For this, the Church called Brown’s book a heresy. To make matters worse, the author also said that the church did everything to conceal Jesus’ marriage to Magdalene, short of killing her, and that the Bible is nothing but a fabrication of the Church to suit its teachings and that Jesus’ divinity was only a creation of the Church and a product of “a relatively close vote” at the Council of Nicea. No wonder that, while the author may be popular in the sense that he is widely known, he is despised by many in the Christian world. I know of some Christians who would never read the book because they view Brown as a deceiver, a man who twists the truth.
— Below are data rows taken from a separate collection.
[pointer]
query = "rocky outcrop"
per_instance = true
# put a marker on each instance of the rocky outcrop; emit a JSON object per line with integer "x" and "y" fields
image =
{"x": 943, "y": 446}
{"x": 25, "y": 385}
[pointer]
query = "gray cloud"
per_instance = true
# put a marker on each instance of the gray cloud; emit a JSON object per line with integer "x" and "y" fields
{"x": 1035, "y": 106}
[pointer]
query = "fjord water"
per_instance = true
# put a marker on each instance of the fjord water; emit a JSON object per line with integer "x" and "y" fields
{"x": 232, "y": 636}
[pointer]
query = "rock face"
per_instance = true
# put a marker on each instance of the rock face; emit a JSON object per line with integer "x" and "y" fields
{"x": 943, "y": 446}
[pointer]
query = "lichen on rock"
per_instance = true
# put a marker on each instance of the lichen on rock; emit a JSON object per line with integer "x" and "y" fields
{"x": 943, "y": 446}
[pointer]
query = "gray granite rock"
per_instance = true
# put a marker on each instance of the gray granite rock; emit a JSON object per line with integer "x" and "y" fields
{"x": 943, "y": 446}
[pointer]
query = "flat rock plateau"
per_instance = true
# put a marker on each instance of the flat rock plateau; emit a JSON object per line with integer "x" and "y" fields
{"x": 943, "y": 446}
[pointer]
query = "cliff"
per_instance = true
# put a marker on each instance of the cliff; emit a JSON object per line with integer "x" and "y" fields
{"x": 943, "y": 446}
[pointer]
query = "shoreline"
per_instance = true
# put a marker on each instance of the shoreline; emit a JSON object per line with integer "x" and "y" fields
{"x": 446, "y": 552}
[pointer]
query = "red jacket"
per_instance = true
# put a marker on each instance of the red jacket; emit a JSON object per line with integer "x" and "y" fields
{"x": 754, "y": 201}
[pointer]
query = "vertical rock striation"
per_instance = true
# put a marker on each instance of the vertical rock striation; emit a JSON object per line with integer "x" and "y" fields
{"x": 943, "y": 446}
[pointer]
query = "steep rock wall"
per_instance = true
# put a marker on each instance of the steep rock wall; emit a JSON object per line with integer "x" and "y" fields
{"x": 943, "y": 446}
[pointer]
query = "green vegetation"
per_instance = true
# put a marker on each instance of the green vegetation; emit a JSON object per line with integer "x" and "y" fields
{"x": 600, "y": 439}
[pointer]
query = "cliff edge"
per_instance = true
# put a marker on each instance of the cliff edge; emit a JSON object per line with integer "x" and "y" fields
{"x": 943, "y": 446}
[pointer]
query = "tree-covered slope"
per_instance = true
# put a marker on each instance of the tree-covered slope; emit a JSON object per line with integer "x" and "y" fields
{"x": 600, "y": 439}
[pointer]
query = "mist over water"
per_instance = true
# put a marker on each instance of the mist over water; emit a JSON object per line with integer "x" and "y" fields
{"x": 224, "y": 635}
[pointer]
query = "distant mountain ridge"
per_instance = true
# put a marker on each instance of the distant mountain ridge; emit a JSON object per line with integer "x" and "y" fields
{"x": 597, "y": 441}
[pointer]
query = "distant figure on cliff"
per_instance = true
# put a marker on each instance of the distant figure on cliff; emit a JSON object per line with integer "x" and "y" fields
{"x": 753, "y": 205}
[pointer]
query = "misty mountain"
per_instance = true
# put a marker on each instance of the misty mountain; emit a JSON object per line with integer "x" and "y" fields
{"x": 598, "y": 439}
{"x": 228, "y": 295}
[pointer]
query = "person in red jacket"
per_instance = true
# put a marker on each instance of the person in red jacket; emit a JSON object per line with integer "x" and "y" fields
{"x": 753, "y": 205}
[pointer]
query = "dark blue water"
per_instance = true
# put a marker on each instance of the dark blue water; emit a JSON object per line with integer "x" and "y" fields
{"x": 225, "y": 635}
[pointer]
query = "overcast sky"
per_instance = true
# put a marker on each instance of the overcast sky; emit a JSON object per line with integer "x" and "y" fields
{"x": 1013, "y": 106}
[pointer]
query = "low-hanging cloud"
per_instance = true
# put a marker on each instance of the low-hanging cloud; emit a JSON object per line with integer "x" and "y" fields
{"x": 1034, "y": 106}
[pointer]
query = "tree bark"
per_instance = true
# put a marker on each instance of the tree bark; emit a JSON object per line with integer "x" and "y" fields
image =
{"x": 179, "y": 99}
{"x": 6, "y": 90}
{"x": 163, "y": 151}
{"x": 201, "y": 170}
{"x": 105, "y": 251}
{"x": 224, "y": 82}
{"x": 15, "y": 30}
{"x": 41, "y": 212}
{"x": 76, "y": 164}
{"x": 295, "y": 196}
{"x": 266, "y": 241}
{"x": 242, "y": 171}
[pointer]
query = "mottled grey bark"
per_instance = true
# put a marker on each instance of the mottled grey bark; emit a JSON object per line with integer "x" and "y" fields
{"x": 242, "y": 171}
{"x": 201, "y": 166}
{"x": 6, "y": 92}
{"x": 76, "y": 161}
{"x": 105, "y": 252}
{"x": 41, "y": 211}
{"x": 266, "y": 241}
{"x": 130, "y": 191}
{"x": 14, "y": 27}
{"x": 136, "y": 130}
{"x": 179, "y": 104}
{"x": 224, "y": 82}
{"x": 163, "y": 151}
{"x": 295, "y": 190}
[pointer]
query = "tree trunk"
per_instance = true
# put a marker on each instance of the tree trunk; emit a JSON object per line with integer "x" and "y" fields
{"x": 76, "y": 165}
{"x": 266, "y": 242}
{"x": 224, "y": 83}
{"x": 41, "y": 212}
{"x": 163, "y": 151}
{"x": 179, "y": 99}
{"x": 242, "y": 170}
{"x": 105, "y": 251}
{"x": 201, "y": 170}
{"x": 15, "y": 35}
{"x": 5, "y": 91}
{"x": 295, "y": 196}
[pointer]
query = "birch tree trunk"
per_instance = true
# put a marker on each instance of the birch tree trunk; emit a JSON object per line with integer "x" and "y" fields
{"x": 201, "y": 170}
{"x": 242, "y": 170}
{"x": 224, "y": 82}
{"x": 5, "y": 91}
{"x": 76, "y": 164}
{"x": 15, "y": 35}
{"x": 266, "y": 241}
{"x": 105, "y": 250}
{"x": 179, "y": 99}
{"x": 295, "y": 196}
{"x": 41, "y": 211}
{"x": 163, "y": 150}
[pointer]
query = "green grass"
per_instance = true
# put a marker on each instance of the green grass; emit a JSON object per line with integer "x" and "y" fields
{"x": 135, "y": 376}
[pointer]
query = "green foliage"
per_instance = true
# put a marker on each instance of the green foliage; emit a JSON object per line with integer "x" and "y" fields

If he offended all of Christendom, he offended one particular group even worse: the Opus Dei. Brown’s villain, or at least the instrument of his villain, Silas, is a member of Opus Dei. In the story, he murders Sauniere and all members of the Senechaux, the only priory members who know the location of the Holy Grail. Since the publication of the book, the Opus Dei became an even more controversial group and found themselves under public scrutiny — even making it to the cover of Time in 2006.
Not only did Brown offend his readers, he also offended those who originally raised the Holy Grail theory. Richard Leigh and Michael Baigent filed a case against him for allegedly plagiarizing their book, Holy Blood, Holy Grail, which originally asserted the Holy Grail theory. It is said that his villain’s name, Leigh Teabing, was taken from the two authors, Leigh from Richard Leigh and Teabing being an anagram of Baigent.
And so Brown shocked the world. Never before has a single book been as talked about or triggered such a response and controversy. No author has ever stunned the world as he did. He touched millions of lives, whether positively or negatively.
I see Brown as a real-life Leigh Teabing. In the book, Teabing is a man who is angry at the Priory of Sion, the keeper of the Holy Grail, for not revealing the Grail at the “end of days” or the end of the millennium, which was its final charge. Teabing takes matters into his own hands and orchestrates the death of the Priory’s grandmaster, Sauniere, and the Senechaux in the hope that they would reveal the location of the Grail before they died and he would be the one to reveal to an ignorant world the secret of the Holy Grail. Brown actually does bring to the world the shocking revelation about the Holy Grail.
While the book is critically acclaimed, the author remains one of the most infamous men today. Only those with open minds can tolerate his ideas. But whether you love or hate him, there is no denying the fact that with the publication of The Da Vinci Code, Brown has secured his place in literary history as one of the greatest men ever to lay pen on paper. I do not believe that the book will be forgotten soon, that all the controversies and debates it started will simply die a natural death in the passage of time.
I believe Brown’s legacy will live long after he is gone; that the next generation and generations after it will just be as intrigued by the book as we are today; that 50 or 100 years from now, our grandchildren and their grandchildren will read the same book, ask the same questions that we did and debate among themselves whether what the book says is true.
Certainly, Brown has left his mark on literature. And literature will never be the same again.